Politique

Me JM Kabengela : « Le jugement prononcé à l’endroit de Vital Kamerhe contient beaucoup de violations de droit »

« Le jugement prononcé à l’endroit de Vital Kamerhe contient beaucoup de violations de droit », a réagi le collectif des avocats du directeur de cabinet du chef de l’Etat juste après le verdict, samedi 20 juin 2020.

Jean-Marie Kabengela, membre de ce collectif annonce que dès la semaine prochaine, Vital Kamerhe va en appel pour corriger ces violations.

« Notre client va aller en appel pour que le juge d’appel puisse corriger beaucoup de violations de droit contenues dans le jugement qui vient d’être prononcé. Vous avez suivi le juge prononcer la confiscation des biens, des comptes de la femme de notre client et des enfants, lesquelles personnes n’ont pas été appelé en instance. On ne peut pas prononcer une condamnation, soit-elle civile à l’encontre d’une personne non appelée en instance », a protesté Me Jean-Marie Kabengela.

Il parle aussi des violations de certaines dispositions :

« Le juge a violé le droit de l’homme et surtout qu’il évoque une ancienne circulaire de la Cour suprême, la quelle a été remplacée. Au-delà de cela, il y a un règlement intérieur de la Cour constitutionnelle qui impose au juge l’attitude à prendre lorsqu’une exception d’inconstitutionnalité est soulevée ».

Pour leur part, la partie civile et le ministère public ont refusé de commenter ce verdict.

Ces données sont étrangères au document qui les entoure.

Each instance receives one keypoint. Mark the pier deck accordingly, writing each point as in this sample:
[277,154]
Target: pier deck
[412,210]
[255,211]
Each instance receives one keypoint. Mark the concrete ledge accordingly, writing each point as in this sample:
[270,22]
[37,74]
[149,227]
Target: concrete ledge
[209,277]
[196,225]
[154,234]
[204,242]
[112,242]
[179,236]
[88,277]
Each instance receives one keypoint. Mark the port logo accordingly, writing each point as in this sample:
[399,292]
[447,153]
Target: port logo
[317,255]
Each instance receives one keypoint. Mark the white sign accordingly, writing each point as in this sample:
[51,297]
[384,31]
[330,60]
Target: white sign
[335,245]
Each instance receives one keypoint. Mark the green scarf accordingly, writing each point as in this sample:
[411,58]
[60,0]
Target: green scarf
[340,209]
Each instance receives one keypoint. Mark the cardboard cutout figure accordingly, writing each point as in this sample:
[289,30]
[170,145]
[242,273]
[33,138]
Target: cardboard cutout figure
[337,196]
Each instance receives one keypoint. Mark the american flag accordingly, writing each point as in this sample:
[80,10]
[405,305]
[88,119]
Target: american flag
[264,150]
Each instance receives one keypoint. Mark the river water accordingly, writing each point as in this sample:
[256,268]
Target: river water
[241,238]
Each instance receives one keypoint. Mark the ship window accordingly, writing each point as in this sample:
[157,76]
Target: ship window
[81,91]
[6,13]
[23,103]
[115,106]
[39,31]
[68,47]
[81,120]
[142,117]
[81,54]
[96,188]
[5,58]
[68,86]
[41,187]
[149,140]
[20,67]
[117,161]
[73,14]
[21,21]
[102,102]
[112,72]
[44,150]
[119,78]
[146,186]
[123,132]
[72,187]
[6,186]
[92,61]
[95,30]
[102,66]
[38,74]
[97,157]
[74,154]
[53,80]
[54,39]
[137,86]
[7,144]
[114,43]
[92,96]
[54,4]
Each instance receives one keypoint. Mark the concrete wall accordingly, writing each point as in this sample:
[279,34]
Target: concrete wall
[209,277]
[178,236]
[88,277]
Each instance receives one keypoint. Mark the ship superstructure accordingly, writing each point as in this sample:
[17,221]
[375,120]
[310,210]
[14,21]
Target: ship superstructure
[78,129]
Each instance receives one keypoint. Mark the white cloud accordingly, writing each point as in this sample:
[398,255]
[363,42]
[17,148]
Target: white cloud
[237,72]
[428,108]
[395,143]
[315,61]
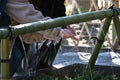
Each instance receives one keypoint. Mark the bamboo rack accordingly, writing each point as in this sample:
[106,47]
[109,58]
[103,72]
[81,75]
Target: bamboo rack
[57,22]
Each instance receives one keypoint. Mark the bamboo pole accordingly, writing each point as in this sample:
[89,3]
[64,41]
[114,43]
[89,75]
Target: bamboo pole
[61,21]
[117,25]
[114,37]
[5,59]
[97,47]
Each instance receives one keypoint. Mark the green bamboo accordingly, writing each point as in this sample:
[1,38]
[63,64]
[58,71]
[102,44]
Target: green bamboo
[117,25]
[5,56]
[97,48]
[56,22]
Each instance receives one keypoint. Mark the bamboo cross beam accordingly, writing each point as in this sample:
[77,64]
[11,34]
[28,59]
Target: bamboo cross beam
[56,22]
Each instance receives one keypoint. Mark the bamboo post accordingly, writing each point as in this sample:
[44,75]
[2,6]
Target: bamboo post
[117,25]
[114,37]
[98,45]
[5,59]
[56,22]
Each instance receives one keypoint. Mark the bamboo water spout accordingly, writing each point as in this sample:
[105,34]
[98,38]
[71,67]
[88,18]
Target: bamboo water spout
[61,21]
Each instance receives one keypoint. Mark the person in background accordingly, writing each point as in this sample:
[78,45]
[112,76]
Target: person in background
[21,12]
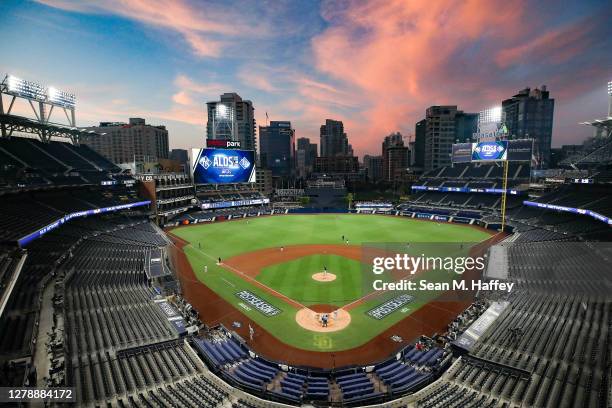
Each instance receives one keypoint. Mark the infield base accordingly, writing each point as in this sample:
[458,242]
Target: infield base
[311,319]
[324,277]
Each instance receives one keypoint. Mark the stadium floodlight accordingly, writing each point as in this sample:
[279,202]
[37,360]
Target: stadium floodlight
[60,98]
[490,115]
[26,89]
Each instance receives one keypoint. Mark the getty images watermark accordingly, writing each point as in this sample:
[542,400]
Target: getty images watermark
[443,270]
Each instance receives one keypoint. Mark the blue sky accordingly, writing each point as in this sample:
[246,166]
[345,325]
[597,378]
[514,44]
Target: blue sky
[376,65]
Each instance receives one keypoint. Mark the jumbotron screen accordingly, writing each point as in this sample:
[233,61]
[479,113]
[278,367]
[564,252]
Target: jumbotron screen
[217,166]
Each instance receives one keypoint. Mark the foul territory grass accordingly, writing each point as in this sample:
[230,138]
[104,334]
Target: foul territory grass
[207,242]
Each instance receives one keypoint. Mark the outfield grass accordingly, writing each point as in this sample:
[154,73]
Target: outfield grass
[294,279]
[227,239]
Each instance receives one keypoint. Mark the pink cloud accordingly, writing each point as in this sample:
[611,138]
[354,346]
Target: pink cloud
[396,55]
[556,46]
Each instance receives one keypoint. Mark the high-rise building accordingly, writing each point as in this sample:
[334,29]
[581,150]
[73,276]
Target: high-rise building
[395,156]
[373,166]
[277,148]
[529,115]
[444,126]
[334,141]
[465,127]
[232,118]
[305,157]
[345,166]
[182,157]
[133,142]
[419,143]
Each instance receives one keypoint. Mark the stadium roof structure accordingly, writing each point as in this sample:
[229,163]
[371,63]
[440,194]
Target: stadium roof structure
[11,124]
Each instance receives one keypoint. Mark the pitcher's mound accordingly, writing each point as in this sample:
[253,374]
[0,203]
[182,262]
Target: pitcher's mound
[311,320]
[324,277]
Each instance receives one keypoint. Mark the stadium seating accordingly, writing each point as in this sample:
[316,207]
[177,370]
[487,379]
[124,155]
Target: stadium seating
[27,162]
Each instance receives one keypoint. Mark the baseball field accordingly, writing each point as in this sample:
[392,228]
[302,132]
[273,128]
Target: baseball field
[266,277]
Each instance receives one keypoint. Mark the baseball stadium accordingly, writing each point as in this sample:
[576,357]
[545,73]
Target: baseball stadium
[469,267]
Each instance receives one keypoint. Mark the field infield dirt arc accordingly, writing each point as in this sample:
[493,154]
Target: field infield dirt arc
[431,318]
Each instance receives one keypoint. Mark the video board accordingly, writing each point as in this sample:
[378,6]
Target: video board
[509,150]
[490,151]
[219,166]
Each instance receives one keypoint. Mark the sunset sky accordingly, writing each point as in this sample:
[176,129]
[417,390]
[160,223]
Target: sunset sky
[375,65]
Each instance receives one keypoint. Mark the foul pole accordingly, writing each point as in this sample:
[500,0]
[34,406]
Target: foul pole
[504,193]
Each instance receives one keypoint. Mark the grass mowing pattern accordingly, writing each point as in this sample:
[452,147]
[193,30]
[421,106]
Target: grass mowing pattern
[226,239]
[294,279]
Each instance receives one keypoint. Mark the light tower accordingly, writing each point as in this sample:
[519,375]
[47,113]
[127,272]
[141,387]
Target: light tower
[42,101]
[609,99]
[603,127]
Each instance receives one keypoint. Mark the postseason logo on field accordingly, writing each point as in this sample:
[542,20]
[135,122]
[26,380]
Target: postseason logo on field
[384,310]
[258,303]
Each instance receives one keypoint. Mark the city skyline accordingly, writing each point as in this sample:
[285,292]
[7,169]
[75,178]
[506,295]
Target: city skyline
[374,66]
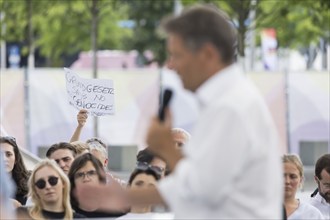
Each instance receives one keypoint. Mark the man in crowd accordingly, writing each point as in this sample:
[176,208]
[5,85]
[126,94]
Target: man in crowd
[231,168]
[321,199]
[63,153]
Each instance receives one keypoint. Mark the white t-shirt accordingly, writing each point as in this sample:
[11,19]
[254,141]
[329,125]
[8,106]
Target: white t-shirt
[232,167]
[306,211]
[148,215]
[319,202]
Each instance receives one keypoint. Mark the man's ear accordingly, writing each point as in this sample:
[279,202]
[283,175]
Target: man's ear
[209,52]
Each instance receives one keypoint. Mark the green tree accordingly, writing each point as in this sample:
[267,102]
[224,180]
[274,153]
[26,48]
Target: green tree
[299,24]
[64,27]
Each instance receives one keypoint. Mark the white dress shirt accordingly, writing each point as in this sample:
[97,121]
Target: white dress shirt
[319,202]
[305,211]
[232,166]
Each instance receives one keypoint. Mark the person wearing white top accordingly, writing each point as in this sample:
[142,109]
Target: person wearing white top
[322,177]
[293,179]
[306,211]
[230,169]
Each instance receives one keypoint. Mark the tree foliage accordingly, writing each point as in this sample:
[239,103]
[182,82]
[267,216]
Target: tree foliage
[147,15]
[64,27]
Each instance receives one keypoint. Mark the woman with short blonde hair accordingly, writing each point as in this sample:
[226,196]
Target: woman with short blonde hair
[293,180]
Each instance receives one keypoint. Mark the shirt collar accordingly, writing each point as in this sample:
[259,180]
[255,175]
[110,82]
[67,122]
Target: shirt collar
[218,84]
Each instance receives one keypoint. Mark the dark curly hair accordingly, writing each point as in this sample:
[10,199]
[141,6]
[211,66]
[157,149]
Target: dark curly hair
[20,174]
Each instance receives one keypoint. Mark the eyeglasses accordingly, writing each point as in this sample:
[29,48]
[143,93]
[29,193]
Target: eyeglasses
[9,139]
[82,175]
[325,185]
[41,183]
[145,166]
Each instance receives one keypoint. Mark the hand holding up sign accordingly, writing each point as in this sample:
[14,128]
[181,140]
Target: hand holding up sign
[82,117]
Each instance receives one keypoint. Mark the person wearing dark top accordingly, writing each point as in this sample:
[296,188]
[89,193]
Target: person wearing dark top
[15,167]
[49,189]
[87,169]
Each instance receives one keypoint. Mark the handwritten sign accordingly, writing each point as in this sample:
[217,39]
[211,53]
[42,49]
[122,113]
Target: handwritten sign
[95,95]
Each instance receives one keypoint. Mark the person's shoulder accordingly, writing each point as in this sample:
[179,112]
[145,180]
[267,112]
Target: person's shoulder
[311,210]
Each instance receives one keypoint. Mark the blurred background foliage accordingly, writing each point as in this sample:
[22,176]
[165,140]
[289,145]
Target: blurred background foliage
[60,28]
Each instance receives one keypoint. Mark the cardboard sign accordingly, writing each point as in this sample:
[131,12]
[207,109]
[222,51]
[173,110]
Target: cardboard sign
[95,95]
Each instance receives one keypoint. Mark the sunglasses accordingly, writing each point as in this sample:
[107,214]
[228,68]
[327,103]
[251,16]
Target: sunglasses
[145,166]
[9,139]
[41,183]
[91,140]
[82,175]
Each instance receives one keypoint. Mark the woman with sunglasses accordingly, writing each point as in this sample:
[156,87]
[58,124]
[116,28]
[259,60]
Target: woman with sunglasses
[14,165]
[87,169]
[49,189]
[293,179]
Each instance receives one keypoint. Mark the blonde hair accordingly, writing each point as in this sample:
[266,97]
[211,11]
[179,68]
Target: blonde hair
[80,146]
[36,210]
[294,159]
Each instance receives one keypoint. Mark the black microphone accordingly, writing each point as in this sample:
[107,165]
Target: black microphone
[165,102]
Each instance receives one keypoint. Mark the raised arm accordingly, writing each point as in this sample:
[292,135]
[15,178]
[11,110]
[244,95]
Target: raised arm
[81,118]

L’UNC Haut-Katanga dénonce un procès politique

Le secrétaire interfédéral intérimaire de l’Union pour la Nation congolaise (UNC)/Haut Katanga, dénonce un procès politique après la condamnation de Vital Kamerhe à 20 ans de travaux forcés. Il indique que ce n’est qu’une partie remise.

« C’est dans un premier temps une désolation, une déception. Comme nous l’avions toujours dit, la justice congolaise est inféodée par les hommes politiques et cette justice a déshonoré ce grand pays de Lumumba, de Mzee Laurent Désiré Kabila, de Vital Kamerhe. La lutte continue », a indiqué Charles Kyungu, secrétaire interfédéral intérimaire de l’UNC/Katanga.

Pour lui, leur leader, Vital Kamerhe, a perdu la bataille, et non la guerre, et il y a plusieurs Kamerhe en liberté :

« Ils ont gagné la bataille est non la guerre et nous savons que nous allons en appel. Donc c’est une déception si nous devons avoir une justice sélective, une justice à double vitesse. Je ne sais pas si c’est aussi ça un état de droit. Le ministère public et la partie civile étaient mêmes en difficulté d’apporter les preuves. Ils n’en ont pas apporté. Parce que nous avons autres fois demandé au juge de ne pas accepter de porter la charge de la haine. Aujourd’hui c’est connu que c’était un procès purement politique : Kamerhe candidat redoutable en 2023, ils ont précipité sa condamnation pour qu’il ne soit pas candidat, qu’il soit inéligible. Ce n’est pas la fin du monde Kamerhe condamné, il y a 100 autres Kamerhe qui sont en liberté ».